Any live cell with fewer than two live neighbors dies as if caused by under-population.
Any live cell with two or three live neighbors lives on to the next generation.
Any live cell with more than three live neighbors dies, as if by over-population.
Any dead cell with exactly three live neighbors becomes a live cell, as if by reproduction.The next state is created by applying the above rules simultaneously to every cell in the current state, where births and deaths occur simultaneously. Given the current state of the m x n grid board, return __the next state__.

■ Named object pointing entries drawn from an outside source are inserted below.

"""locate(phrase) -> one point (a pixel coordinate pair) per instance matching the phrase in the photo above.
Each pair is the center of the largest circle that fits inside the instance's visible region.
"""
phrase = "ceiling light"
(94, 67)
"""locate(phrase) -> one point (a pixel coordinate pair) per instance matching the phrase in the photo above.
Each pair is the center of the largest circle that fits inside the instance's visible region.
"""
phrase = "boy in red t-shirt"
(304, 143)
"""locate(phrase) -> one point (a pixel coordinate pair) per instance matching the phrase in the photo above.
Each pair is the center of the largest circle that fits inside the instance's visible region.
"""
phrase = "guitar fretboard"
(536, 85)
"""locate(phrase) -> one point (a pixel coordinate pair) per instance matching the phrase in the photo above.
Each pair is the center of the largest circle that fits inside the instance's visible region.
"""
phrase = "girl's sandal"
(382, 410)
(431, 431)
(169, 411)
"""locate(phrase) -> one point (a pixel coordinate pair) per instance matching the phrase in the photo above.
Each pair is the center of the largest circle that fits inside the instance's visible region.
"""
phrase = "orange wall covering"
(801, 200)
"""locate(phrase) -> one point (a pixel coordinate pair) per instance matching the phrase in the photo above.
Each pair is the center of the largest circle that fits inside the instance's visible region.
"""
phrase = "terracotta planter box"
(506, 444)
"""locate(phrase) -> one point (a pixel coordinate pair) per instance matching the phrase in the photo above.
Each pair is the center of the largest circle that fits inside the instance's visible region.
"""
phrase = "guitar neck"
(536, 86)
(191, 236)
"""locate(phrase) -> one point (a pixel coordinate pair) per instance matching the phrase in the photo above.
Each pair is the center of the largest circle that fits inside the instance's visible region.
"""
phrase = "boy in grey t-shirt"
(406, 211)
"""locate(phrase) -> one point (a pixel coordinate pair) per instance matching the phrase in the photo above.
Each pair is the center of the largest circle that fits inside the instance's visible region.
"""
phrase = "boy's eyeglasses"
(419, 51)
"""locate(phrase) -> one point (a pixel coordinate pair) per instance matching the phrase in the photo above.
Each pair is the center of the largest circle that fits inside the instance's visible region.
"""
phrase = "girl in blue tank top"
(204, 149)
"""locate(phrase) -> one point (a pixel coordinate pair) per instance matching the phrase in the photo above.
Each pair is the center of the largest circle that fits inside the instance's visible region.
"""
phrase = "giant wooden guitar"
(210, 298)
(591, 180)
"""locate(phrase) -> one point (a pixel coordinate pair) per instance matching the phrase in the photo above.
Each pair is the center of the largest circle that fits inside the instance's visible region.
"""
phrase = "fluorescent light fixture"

Example 1: Input: board = [[0,1,0],[0,0,1],[1,1,1],[0,0,0]] Output: [[0,0,0],[1,0,1],[0,1,1],[0,1,0]] Example 2: Input: board = [[1,1],[1,0]] Output: [[1,1],[1,1]]

Constraints:

m == board.length
n == board[i].length
1 <= m, n <= 25
board[i][j] is 0 or 1.

  • code
class Solution:
    def gameOfLife(self, board: List[List[int]]) -> None:
        m, n = len(board), len(board[0])
        copyb = copy.deepcopy(board)
        
        def countLive(x, y):
            count_live = 0
            for dx, dy in [(-1,-1),(-1,0),(-1,1),(0,1),(1,1),(1,0),(1,-1),(0,-1)]:
                nx, ny = x + dx, y + dy
                if 0 <= nx < m and 0 <= ny < n and copyb[nx][ny] == 1:
                    count_live += 1
            return count_live
                    

        for i in range(m):
            for j in range(n):
                ctLive = countLive(i, j)
                if copyb[i][j] and ctLive in (2,3): board[i][j] = 1
                elif copyb[i][j] == 0 and ctLive == 3: board[i][j] = 1
                else: board[i][j] = 0
  • code
class Solution:
    def gameOfLife(self, board: List[List[int]]) -> None:
        neighbors = [(1,0), (1,-1), (0,-1), (-1,-1), (-1,0), (-1,1), (0,1), (1,1)]

        rows = len(board)
        cols = len(board[0])

        # Iterate through board cell by cell.
        for row in range(rows):
            for col in range(cols):
                live_neighbors = 0
                for dx, dy in neighbors:
                    r, c = row + dx, col + dy
                    # Check the validity of the neighboring cell and if it was originally a live cell.
                    if 0 <= r < rows and 0 <= c < cols and abs(board[r][c]) == 1:
                        live_neighbors += 1

                # Rule 1 or Rule 3
                if board[row][col] == 1 and (live_neighbors < 2 or live_neighbors > 3):
                    # -1 signifies the cell is now dead but originally was live.
                    board[row][col] = -1
                # Rule 4
                if board[row][col] == 0 and live_neighbors == 3:
                    # 2 signifies the cell is now live but was originally dead.
                    board[row][col] = 2

        # Get the final representation for the newly updated board.
        for row in range(rows):
            for col in range(cols):
                if board[row][col] > 0:
                    board[row][col] = 1
                else:
                    board[row][col] = 0